Именно эта тенденция ставить жертвам ошибочные диагнозы стала основой споров, разразившихся в середине 1980-х, когда составлялась новая редакция диагностического и статистического руководства по психическим расстройствам Американской психиатрической ассоциации. Группа мужчин-психоаналитиков предложила внести в номенклатуру «мазохистическое расстройство личности». Этот гипотетический диагноз предполагалось применять к любому человеку, который «остается в отношениях, где один партнер эксплуатирует, оскорбляет, использует другого или прибегает к насилию, несмотря на наличие возможности изменить ситуацию». Ряд женских организаций выразил свое возмущение, и разгорелись жаркие общественные дебаты. Женщины настаивали на том, чтобы процесс создания диагностического канона стал открытым (прежде он оставался в руках небольшой группы мужчин), и впервые приняли участие в именовании психологической реальности.

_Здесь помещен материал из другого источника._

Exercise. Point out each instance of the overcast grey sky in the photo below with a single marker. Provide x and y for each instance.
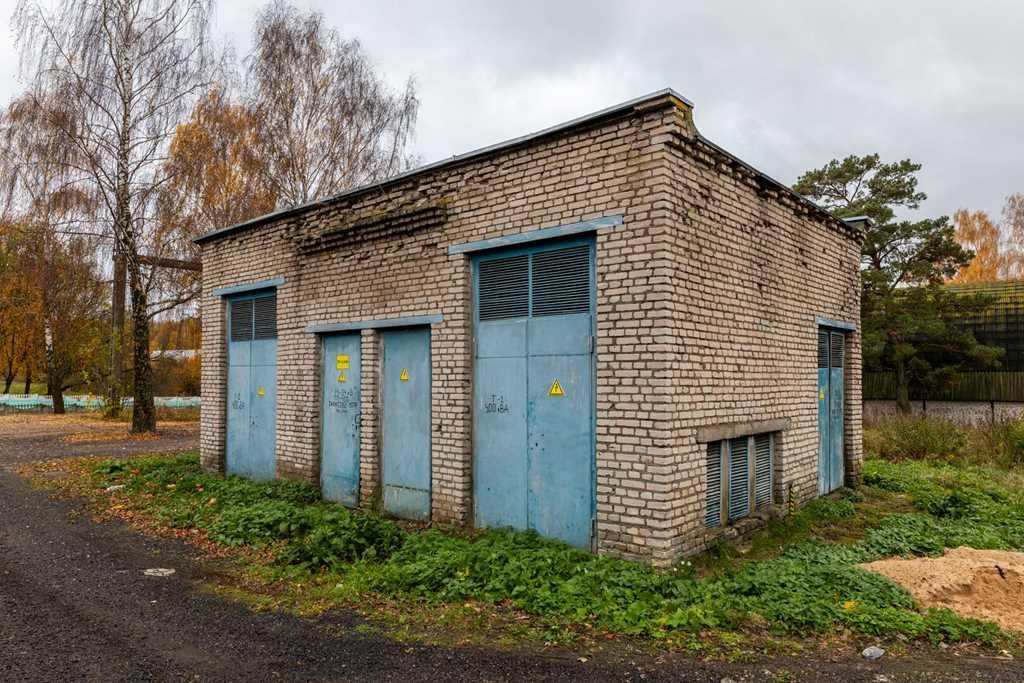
(784, 85)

Я была одной из участниц этого процесса. Больше всего меня в то время поразило то, насколько мало значили рациональные аргументы. Представители женщин приходили на обсуждение подготовленными, с тщательно проработанными, логичными, подкрепленными всеми необходимыми документами, исчерпывающими докладами, обосновывающими их позицию. Эти документы доказывали, что предлагаемая диагностическая концепция имеет мало научных оснований, игнорирует недавние открытия в понимании психологии виктимизации и социально регрессивна и дискриминационна по своему воздействию, поскольку ее будут использовать для стигматизации людей, лишенных власти и голоса[391].
Мужчины, представители психиатрического истеблишмента, упорствовали в слепом отрицании. Они легко признавали, что не разбираются в обширной литературе последнего десятилетия, посвященной психологической травме, но не понимали, почему это должно их волновать. Один из членов совета доверенных лиц Американской психиатрической ассоциации считал дискуссию о жертвах домашнего насилия «нерелевантной». Другой попросту заявил: «Я никаких жертв не вижу»[392].

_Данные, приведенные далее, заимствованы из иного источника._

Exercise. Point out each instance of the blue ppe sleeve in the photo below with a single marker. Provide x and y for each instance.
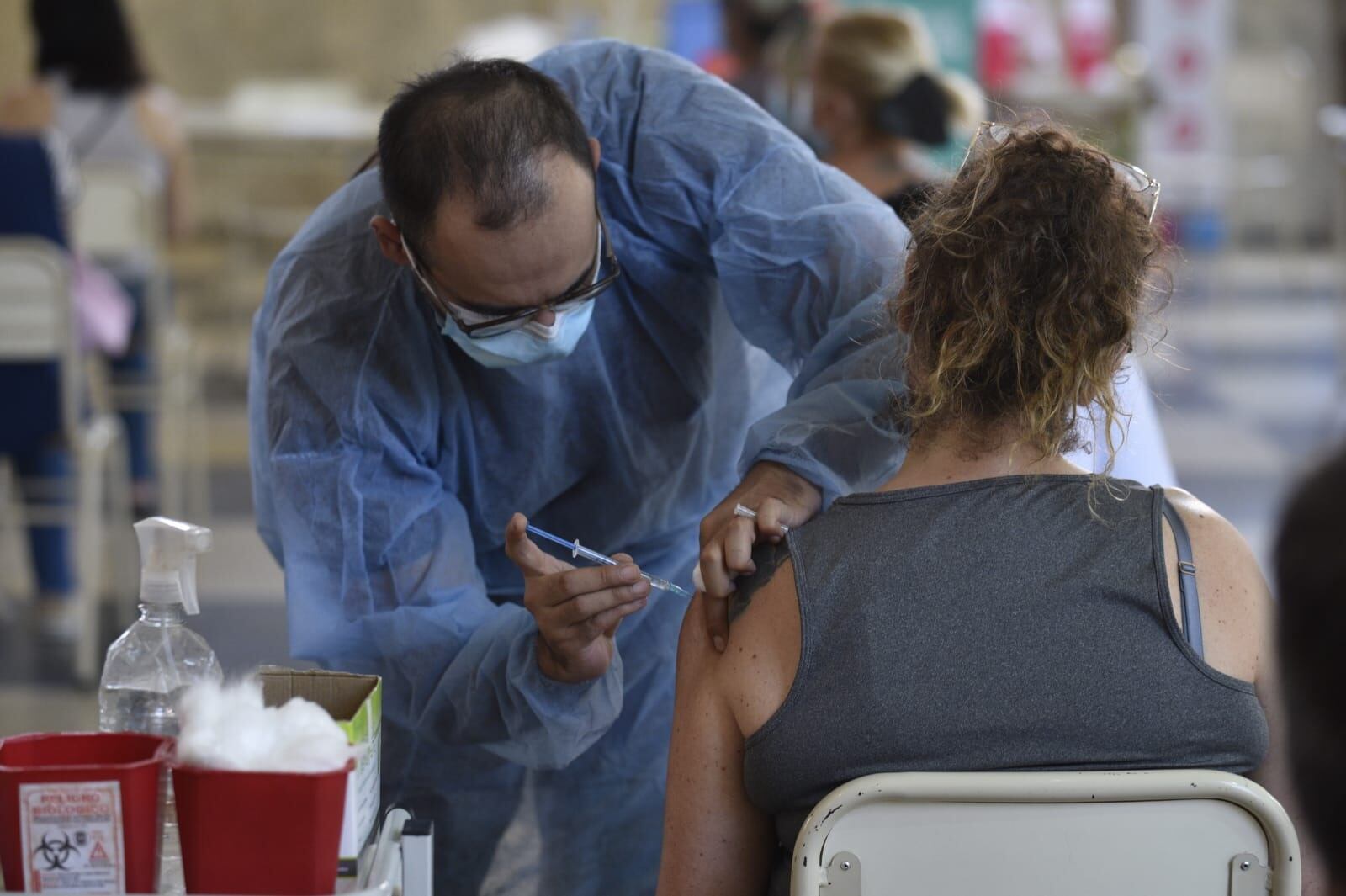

В конце концов в результате поднятого организованными группами женщин шума и широкого освещения в СМИ, подогретого спорностью вопроса, стал возможен некоторый компромисс[393]. Название предлагаемого диагноза заменили на «самоповреждающее расстройство личности». Критерии для постановки диагноза изменились, так что этот ярлык не мог применяться к людям, у которых была подтвержденная история физического, сексуального или психологического насилия. Самое важное, что это расстройство было включено не в основной текст руководства, а в приложение. Тем самым ему был присвоен апокрифический статус внутри канона, в котором оно пребывает и по сей день.